"I need to exceed my expectations of myself and keep improving, lift myself up to that high standard."
Trappitt, who won a world champs bronze in the quad in 2011, and competed at the London Olympics, took last year off, although finished up in a reserve role midway through the year.
Summer was spent in Blenheim working at a winery but now she's back and "looking forward to being back in the team in this environment".
Trappitt teamed up with Scown for the Central RPC squad to win the pair at the national championships at Lake Karapiro last month. That didn't hurt her chances.
"We set a New Zealand record there. It was a prety tough week for us but they (national selectors) must have taken what they saw at the nationals as a good sign and had faith in that and decided to roll with it."
Now it's time for her to sit down with Scown and coach Gary Hay and work out strategies for the year.
They will contest all three World Cups - Sydney at the end of this month, Aiguebelette, France in June, and at Lucerne, Switzerland the following month, before going to Amsterdam.
"We'll have to find something that will bring us up to the next level.

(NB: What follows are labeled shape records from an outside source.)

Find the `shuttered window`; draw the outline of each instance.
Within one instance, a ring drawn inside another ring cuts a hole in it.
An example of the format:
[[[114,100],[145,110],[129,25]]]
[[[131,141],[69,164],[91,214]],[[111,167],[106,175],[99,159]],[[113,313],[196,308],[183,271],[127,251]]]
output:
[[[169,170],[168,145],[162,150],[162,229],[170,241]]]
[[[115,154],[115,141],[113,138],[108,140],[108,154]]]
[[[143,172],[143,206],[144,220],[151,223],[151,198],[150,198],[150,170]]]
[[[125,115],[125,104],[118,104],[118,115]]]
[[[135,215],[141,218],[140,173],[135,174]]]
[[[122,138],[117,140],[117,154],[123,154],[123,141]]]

"We've got pretty stiff competition with the Great Britain girls (Helen Glover and Polly Swann) won all three world cups and the world champs last year) so we've really got to find something that's going to set us flying."
Trappitt has a PE degree from Otago University and has been doing post-grad studies in rehabilitation extra murally through Otago. As she put it "I did it the wrong way round".
"I wasn't very good at rowing for a long time so I did the university thing first."
Now it's full steam ahead with her rowing this year, with the ambition of moving New Zealand up the rankings in a competitive discipline.